WASHINGTON-Although rural wireless carriers may have special needs when deploying enhanced 911, rural public-safety answering points may need a higher percentage of the grants in proposed legislation, said Indiana State Treasurer Tim Berry.
Berry was the first witness at a hearing by the House telecommunications subcommittee on a bill that creates grants for states that do not raid E911 funds and requires the Federal Communications Commission to review the accuracy standards for rural carriers.
Rural PSAPs also have special challenges, and maybe a higher percentage of the grant money proposed in the House bill-$100 million-should be allocated for rural PSAPs, said Berry. Unfortunately, it did not appear that his argument caught the attention of any of the members of the subcommittee. Speaking to reporters following the hearing, Rep. Fred Upton (R-Mich.), chairman, said he had not even thought about the issue.

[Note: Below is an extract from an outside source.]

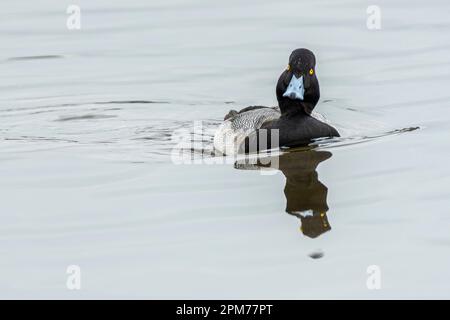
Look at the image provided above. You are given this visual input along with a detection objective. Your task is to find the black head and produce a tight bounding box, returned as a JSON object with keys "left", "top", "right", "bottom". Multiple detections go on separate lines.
{"left": 276, "top": 48, "right": 320, "bottom": 115}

Upton was energized about moving the bill this year, which means this month because Congress hopes to adjourn in early October, and said he would strongly oppose efforts to derail the carrot-and-stick approach where states get grants only if they do not raid subscriber E911 funds.
The E911 bill, sponsored by Reps. John Shimkus (R-Ill.) and Anna Eshoo (D-Calif.), gives the FCC six months to review the accuracy standards for rural carriers.
Rural carriers-most of which chose TDMA technology for their digital networks-cannot meet the compliance requirements using their network-based solutions because they do not have an urban core to average non-compliance with compliance. Nationwide carriers take advantage of the averaging component of the law to counteract where their networks are not as built out. For rural carriers, this is more complicated because towers have been built along roads in a “string of pearls” fashion, making triangulation difficult if not impossible. Handset manufacturers backed away from an E911 solution for TDMA when the nationwide carriers began migrating off that air interface.
A Senate bill sponsored by Sens. Conrad Burns (R-Mont.) and Hillary Rodham Clinton (D-N.Y.) does not contain the rural provisions.
Shimkus, Eshoo, Burns and Clinton co-chair the Congressional E911 Caucus.